Patents and Innovation in the Mobile Space
Just a quick note, I need to get back to work after having a late lunch but didn’t want to let this slip through the cracks. Patently Absurd: How New Wireless Technologies Get Strangled By Patents is worth a read. Here’s an excerpt:
The real problem, though, is that this isn’t at all how the patent system was supposed to work. The companies that really are working on MIMO technology for use in things like next generation Wi-Fi didn’t get the idea for MIMO from a random Speedus patent, but from recognizing that it was the most obvious way to speed up wireless transmissions. In other words, the core claim of a patent, it being “non-obvious” doesn’t apply. No one has “stolen” the ideas in the patent in question.
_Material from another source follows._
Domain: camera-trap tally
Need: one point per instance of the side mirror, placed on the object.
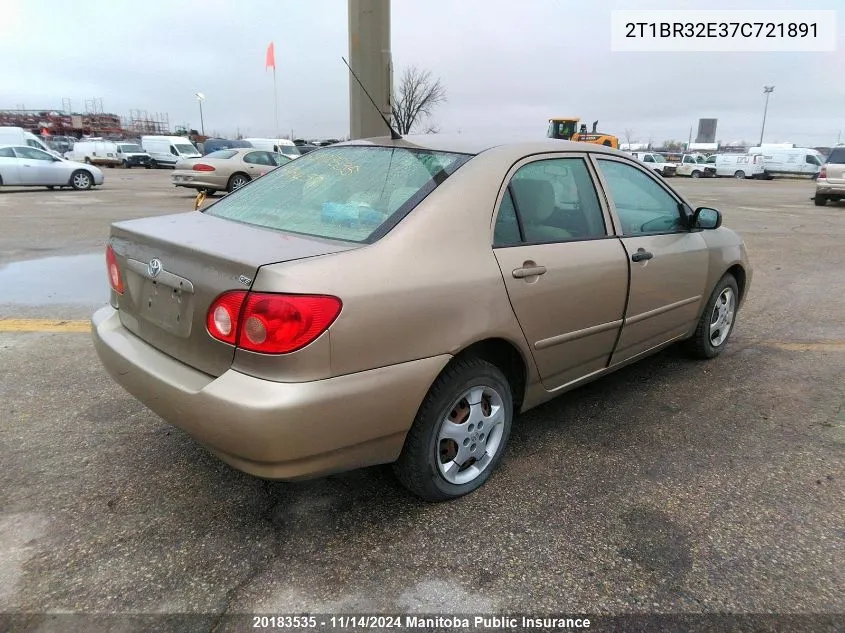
(706, 218)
It’s just that lots of people came up with similar ideas at the same time through the natural evolution of the technology.
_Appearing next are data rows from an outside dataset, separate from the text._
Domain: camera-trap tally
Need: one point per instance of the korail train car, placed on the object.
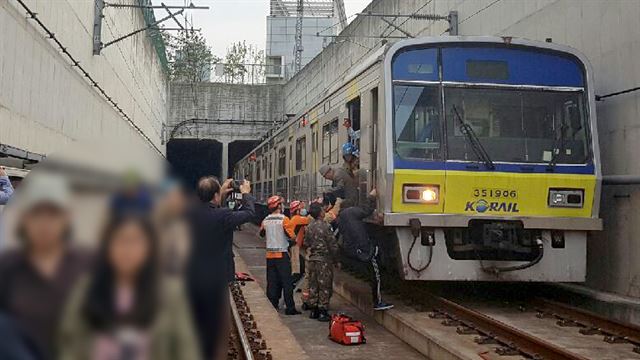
(484, 151)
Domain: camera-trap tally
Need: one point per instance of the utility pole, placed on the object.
(299, 48)
(342, 15)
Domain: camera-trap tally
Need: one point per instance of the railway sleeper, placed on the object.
(486, 340)
(467, 330)
(615, 339)
(592, 331)
(508, 351)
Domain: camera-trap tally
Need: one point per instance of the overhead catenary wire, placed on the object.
(75, 63)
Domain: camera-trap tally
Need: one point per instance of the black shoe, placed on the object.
(292, 312)
(315, 313)
(381, 306)
(324, 316)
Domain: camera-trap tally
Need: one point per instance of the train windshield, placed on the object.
(517, 126)
(520, 105)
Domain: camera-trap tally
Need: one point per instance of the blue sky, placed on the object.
(229, 21)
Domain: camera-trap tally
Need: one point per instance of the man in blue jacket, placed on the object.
(6, 189)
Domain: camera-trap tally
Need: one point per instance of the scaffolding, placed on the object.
(312, 8)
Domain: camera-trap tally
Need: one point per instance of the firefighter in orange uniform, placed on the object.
(276, 229)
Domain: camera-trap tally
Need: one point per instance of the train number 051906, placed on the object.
(496, 193)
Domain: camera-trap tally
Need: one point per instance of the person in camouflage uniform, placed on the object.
(322, 249)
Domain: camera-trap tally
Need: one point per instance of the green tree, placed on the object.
(190, 58)
(244, 64)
Almost everyone I talk to about patents within the software arena thinks that the system is hopelessly broken, yet they still go out and get their own patents because they’re useful as a “blocking technique”. Meaning if you have your own patent when someone comes to sue you for infringing on their patent, you’re on better footing because of that patent you have. But those who go out to get blocking patents sometimes end up in a situation where it seems like they could recover their legal fees and maybe make some money by exercising their patents. It’s a tempting prospect once you have the patent in hand already. It forms a nice little closed loop feedback cycle where more patents lead to more patents, and the way to avoid the threat of patents is to get patents yourself. Not exactly the way I would like for things to be, but at least there’s no decisions to make.